Now, for easy use of the binary with Matlab, you can copy the binary to the k-Wave MATLAB folder:

$ cp kspaceFirstOrder-OMP $HOME/tudbulk/kwave-matlab/binaries

How to use¶

Now create some k-Wave MATLAB file. Make sure that this MATLAB file adds the kwave-matlab directory to the MATLAB path!

To use the CPU optimizations, make sure you do the following

% calls default MATLAB routine
sensor_data = kspaceFirstOrder2D(kgrid, medium, source, sensor)
% Will call the CUDA binary
sensor_data = kspaceFirstOrder2DC(kgrid, medium, source, sensor)
%                               ^ note C here!

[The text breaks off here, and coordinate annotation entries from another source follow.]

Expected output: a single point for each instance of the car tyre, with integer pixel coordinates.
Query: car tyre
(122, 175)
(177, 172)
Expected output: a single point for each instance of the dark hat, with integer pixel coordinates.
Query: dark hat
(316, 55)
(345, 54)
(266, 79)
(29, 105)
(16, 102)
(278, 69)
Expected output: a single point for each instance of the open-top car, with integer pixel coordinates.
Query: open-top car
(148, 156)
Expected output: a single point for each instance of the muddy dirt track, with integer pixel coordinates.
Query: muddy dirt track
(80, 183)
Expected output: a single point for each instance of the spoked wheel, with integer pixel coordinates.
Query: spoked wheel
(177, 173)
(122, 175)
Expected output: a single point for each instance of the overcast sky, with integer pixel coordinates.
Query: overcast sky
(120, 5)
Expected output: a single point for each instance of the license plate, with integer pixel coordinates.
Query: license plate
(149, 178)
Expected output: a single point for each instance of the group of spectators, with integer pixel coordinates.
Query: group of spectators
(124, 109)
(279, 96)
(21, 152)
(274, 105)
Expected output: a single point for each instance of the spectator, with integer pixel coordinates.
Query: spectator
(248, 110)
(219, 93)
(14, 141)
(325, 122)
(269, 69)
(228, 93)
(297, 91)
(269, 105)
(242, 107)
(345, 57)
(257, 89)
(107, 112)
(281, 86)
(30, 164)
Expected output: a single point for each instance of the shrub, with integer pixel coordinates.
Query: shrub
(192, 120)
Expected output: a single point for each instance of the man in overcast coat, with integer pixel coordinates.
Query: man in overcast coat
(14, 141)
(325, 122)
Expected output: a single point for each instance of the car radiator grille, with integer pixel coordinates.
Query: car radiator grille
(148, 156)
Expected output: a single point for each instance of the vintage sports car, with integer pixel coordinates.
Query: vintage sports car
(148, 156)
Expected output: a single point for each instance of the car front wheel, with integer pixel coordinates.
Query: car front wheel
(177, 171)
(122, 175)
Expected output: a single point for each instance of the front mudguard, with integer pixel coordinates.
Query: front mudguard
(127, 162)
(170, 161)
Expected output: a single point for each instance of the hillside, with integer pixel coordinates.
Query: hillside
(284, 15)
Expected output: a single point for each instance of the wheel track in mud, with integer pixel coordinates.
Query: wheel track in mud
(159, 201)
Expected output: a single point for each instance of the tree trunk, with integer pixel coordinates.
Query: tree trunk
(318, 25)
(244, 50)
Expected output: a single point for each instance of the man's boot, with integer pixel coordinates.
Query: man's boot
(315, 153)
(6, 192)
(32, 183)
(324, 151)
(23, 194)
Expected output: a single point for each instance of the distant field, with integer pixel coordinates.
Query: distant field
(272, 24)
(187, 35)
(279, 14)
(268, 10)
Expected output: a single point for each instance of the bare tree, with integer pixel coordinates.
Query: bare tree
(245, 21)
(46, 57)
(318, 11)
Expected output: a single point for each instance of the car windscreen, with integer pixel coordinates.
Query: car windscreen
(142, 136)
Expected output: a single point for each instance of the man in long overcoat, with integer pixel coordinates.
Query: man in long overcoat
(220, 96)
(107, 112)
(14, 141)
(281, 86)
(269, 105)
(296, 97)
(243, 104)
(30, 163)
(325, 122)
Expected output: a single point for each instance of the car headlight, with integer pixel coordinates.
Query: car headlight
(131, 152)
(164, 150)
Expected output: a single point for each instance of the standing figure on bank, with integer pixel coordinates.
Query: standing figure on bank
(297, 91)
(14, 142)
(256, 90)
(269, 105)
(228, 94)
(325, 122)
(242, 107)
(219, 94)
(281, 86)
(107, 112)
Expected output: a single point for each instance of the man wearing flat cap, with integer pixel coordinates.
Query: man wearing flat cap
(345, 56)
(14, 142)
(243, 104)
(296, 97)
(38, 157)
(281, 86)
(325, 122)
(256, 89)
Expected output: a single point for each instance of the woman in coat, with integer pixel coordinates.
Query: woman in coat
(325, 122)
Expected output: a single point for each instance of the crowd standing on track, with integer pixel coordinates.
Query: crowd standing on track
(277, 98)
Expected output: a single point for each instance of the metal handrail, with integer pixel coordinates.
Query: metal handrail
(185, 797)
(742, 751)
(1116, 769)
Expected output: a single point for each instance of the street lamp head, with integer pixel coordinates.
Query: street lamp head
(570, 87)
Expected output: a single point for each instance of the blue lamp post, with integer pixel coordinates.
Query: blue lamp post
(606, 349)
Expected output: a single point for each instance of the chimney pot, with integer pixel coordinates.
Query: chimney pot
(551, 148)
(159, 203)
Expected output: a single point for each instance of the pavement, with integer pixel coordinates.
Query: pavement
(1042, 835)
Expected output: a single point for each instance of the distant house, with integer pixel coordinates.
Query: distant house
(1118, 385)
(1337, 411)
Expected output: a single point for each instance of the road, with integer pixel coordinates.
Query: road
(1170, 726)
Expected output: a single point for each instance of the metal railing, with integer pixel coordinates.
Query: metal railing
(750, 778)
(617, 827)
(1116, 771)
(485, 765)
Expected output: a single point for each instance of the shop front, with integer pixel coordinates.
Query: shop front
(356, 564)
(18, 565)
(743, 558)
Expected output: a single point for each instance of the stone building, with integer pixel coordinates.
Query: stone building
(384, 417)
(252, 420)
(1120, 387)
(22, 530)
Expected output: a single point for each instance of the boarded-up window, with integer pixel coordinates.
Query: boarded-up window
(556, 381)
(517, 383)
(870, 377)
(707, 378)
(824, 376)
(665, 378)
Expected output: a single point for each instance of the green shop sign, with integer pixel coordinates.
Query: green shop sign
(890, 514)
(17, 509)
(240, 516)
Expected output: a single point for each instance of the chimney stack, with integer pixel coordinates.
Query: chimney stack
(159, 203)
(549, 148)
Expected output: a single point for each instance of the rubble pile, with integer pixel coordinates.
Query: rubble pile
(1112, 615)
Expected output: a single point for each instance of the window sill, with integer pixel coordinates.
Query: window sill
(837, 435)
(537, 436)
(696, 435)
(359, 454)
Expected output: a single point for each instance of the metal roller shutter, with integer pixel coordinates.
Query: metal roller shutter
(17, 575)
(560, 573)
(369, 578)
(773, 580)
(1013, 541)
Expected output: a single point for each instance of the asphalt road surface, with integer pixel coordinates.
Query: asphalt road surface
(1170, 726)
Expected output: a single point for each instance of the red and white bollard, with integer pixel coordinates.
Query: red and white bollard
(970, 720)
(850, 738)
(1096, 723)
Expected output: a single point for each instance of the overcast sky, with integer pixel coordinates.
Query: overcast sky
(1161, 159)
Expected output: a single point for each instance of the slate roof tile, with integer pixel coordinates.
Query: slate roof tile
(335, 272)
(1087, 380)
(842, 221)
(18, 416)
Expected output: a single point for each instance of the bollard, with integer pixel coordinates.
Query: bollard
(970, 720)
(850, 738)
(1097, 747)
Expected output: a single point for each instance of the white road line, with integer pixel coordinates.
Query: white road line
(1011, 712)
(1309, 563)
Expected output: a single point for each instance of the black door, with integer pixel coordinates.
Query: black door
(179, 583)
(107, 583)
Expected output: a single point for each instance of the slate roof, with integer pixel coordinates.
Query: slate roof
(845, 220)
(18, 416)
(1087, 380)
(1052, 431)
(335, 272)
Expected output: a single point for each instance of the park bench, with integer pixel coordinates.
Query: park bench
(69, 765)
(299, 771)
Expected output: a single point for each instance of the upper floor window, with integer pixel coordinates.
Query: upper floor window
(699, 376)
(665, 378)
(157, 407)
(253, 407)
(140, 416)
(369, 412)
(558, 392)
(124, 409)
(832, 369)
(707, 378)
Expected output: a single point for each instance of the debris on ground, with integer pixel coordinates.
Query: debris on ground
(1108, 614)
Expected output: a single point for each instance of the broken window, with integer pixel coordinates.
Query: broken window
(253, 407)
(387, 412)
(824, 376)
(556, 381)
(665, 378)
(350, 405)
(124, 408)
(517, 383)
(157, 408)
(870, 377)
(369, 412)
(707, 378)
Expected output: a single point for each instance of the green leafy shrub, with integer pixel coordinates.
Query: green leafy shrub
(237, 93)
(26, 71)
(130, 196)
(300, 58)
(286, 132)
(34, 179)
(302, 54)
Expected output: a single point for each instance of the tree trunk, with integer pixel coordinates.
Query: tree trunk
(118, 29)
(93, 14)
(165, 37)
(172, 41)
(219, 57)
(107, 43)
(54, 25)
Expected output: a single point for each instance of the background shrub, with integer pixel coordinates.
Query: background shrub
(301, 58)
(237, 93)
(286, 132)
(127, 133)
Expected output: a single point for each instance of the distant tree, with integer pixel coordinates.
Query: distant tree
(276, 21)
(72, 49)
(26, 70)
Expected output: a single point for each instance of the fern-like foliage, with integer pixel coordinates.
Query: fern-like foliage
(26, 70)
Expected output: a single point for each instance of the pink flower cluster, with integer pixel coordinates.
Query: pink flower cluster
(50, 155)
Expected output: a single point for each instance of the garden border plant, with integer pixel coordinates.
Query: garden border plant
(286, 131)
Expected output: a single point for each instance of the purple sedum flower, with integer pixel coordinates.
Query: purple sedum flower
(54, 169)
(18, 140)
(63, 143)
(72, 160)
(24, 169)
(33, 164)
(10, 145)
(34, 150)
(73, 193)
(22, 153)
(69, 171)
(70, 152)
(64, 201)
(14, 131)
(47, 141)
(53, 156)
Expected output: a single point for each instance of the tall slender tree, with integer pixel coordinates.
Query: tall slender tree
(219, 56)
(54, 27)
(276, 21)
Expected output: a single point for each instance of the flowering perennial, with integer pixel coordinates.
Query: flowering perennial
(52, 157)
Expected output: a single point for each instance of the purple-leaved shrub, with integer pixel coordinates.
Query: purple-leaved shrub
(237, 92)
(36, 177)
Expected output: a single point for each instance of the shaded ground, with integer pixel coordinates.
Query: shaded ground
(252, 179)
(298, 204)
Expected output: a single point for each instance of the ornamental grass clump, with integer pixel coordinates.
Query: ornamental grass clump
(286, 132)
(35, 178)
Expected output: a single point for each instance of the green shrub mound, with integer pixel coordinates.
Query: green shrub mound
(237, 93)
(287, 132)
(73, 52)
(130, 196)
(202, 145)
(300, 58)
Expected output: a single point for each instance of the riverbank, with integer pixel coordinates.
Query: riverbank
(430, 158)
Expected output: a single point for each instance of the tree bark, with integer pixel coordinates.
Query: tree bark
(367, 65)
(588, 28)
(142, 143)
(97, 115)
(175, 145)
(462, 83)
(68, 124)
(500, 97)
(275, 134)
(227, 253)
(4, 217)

Now to use the GPU on the HPC cluster, setup a batch file as follows:

#!/bin/sh

#SBATCH --partition=general
#SBATCH --qos=<your qos>
#SBATCH --time=<your time>
#SBATCH --ntasks=1
#SBATCH --mem=<estimated memory>

# maybe increase number of CPUs for MPI:
#SBATCH --cpus-per-task=4 

# ========================================================================
# Your job commands go below here
# ========================================================================

# Uncomment these lines when your job requires this software
module use /opt/insy/modulefiles
module load matlab/R2019b
module load openmpi

# Complex or heavy commands should be started with 'srun' (see 'man srun' for more information)
srun matlab -nodesktop -r "your_kwave_file"

Important

You have to load openmpi, otherwise the binary will not work!

That’s about it. Enjoy your fast k-Wave simulations!